In Maryland, a Senate bill introduced by Senator Richard Colburn on February 13 would require the environmental law clinic at the University of Maryland Francis King Carey School of Law to "pay an amount not to exceed $500,000 to reimburse the Hudson Farm for legal expenses incurred as a defendant." The proposed bill is a direct response to a lawsuit the Maryland Environmental Law Clinic brought against Perdue Farms Inc. and Hudson Farm, on behalf of the Waterkeeper Alliance. Separately, in November 2011, Maryland Governor Martin O'Malley wrote a letter to Maryland law dean Phoebe Haddon which decried the clinic's involvement as an "ongoing injustice." Apparently Governor O'Malley and Senator Colburn are motivated by a fear that such lawsuits brought by the clinic have the potential to damage the local economy and force small, locally owned enterprises like Hudson Farm into bankruptcy.
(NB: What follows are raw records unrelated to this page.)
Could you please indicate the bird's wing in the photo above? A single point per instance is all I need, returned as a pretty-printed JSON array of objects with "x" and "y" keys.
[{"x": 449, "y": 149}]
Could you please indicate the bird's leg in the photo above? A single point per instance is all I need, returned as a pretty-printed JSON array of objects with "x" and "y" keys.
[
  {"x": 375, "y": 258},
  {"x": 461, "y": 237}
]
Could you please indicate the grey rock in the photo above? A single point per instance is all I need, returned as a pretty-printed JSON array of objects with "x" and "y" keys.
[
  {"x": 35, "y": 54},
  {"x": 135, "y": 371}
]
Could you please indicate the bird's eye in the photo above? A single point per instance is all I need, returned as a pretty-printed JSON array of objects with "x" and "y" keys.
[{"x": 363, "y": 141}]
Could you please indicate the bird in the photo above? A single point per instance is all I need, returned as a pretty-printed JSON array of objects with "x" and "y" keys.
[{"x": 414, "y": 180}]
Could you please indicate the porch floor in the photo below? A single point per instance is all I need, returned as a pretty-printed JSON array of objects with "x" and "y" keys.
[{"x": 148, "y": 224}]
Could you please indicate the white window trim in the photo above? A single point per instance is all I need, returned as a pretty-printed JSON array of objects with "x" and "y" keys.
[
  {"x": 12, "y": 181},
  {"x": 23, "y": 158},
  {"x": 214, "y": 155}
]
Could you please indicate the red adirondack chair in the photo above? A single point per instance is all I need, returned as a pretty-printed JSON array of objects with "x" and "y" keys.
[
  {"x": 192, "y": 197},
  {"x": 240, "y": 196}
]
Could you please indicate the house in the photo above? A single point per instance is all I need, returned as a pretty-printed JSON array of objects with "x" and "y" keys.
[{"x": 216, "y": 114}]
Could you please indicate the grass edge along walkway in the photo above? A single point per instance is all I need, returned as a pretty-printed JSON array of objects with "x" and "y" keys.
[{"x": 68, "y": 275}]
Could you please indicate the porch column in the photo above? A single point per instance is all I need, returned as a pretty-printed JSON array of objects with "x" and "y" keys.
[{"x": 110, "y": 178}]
Of course lawmakers are well within the scope of their duties to consider the impact of litigation on local businesses that form a part of their constituency. They would be derelict to do anything less. On the other hand, the Waterkeeper Alliance lawsuit alleges serious legal claims against Hudson Farm that cannot be ignored - the complaint avers that the farm is illegally discharging pollution into several waterways. Moreover, the judicial system is the appropriate arbiter on the validity of legal claims; not the legislative or executive branches. Tellingly, the legislative retaliation against the two clinics is wholly grounded in the economic harm clinic lawsuits allegedly cause local business - not the merits of the actual litigation. Legislative and executive interference in the inner working of the legal system is the true injustice here. To wit: the Maryland Environmental Law Clinic case against Hudson Farm was brought under the Clean Water Act - the legislative purpose of which is "to restore and maintain the chemical, physical, and biological integrity of the Nation's waters." Reinforcing the protective purpose of the Clean Water Act, the "citizen suit" provision effectively allows impacted individuals and associations to step in as trustee for clean water where the government fails to uphold its obligation to enforce the law. Environmental Law clinics provide a crucial means for citizens to vindicate the protective principle of the Clean Water Act.